2181. Merge Nodes in Between Zeros

Description

You are given the head of a linked list, which contains a series of integers separated by 0's. The beginning and end of the linked list will have Node.val == 0.

For every two consecutive 0's, merge all the nodes lying in between them into a single node whose value is the sum of all the merged nodes. The modified list should not contain any 0's.

Return the head of the modified linked list.

 

Example 1:

Input: head = [0,3,1,0,4,5,2,0]
Output: [4,11]
Explanation: 
The above figure represents the given linked list. The modified list contains
- The sum of the nodes marked in green: 3 + 1 = 4.
- The sum of the nodes marked in red: 4 + 5 + 2 = 11.

Example 2:

Input: head = [0,1,0,3,0,2,2,0]
Output: [1,3,4]
Explanation: 
The above figure represents the given linked list.

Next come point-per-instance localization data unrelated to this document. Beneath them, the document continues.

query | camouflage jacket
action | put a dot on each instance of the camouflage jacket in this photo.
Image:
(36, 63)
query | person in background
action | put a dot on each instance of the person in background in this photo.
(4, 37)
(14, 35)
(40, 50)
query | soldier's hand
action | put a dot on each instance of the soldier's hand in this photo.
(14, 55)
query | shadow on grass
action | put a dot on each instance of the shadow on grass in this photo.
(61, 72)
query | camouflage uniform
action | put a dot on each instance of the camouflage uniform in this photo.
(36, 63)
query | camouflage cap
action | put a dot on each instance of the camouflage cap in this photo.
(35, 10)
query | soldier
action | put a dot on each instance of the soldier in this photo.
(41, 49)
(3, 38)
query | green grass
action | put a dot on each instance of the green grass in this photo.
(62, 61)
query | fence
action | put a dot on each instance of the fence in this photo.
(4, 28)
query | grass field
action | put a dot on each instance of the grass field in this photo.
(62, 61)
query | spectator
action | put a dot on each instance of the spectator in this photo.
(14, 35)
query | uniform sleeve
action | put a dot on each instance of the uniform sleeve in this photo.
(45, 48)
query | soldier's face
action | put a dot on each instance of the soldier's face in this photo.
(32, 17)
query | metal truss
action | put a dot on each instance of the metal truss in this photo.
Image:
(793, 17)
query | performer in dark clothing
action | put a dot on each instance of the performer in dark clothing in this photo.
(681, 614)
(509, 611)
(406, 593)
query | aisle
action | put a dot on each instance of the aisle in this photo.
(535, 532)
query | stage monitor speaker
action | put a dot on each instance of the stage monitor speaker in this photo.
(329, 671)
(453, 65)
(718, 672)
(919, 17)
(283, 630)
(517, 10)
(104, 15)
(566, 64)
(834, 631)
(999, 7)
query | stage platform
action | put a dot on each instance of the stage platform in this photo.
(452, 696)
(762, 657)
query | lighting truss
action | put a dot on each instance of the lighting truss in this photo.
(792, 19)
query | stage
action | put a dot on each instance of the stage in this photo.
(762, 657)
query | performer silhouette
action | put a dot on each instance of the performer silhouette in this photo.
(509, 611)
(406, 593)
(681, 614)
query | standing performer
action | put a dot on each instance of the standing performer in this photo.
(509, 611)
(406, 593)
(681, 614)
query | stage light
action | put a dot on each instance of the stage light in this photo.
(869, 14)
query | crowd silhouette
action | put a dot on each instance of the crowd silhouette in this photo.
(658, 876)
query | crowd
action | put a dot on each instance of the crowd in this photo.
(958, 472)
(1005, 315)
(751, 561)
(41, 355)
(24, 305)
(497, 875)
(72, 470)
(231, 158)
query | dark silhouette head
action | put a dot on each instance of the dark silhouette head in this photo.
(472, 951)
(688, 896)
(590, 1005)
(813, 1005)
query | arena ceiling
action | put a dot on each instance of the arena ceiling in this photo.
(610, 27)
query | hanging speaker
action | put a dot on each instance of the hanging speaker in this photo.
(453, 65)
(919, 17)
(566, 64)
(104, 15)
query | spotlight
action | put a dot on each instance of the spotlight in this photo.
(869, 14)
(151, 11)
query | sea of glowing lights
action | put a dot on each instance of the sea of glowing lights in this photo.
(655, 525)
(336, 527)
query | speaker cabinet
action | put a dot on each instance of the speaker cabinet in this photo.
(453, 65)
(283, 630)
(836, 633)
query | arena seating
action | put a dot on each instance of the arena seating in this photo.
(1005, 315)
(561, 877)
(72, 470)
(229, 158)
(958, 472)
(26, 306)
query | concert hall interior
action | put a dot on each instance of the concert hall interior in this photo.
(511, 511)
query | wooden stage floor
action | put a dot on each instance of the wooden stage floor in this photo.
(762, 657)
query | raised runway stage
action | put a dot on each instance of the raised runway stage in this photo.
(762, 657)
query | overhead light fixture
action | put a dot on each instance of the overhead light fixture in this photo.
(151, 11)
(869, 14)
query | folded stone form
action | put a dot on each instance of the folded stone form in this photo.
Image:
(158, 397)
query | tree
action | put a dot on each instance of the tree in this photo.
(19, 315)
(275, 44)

The modified list contains
- The sum of the nodes marked in green: 1 = 1.
- The sum of the nodes marked in red: 3 = 3.
- The sum of the nodes marked in yellow: 2 + 2 = 4.

 

Constraints:

• The number of nodes in the list is in the range [3, 2 * 105].
• 0 <= Node.val <= 1000
• There are no two consecutive nodes with Node.val == 0.
• The beginning and end of the linked list have Node.val == 0.

 

Solutions

Solution: Simulation

• Time complexity: O(n)
• Space complexity: O(1)

 

JavaScript

/**
 * Definition for singly-linked list.
 * function ListNode(val, next) {
 *     this.val = (val===undefined ? 0 : val)
 *     this.next = (next===undefined ? null : next)
 * }
 */
/**
 * @param {ListNode} head
 * @return {ListNode}
 */
const mergeNodes = function (head) {
  const root = new ListNode(0, head);
  let node = root;
  let current = head;
  let sum = 0;

  while (current) {
    if (current.val) {
      sum += current.val;
    } else if (sum) {
      node.next.val = sum;
      node = node.next;
      sum = 0;
    }
    current = current.next;
  }
  node.next = null;

  return root.next;
};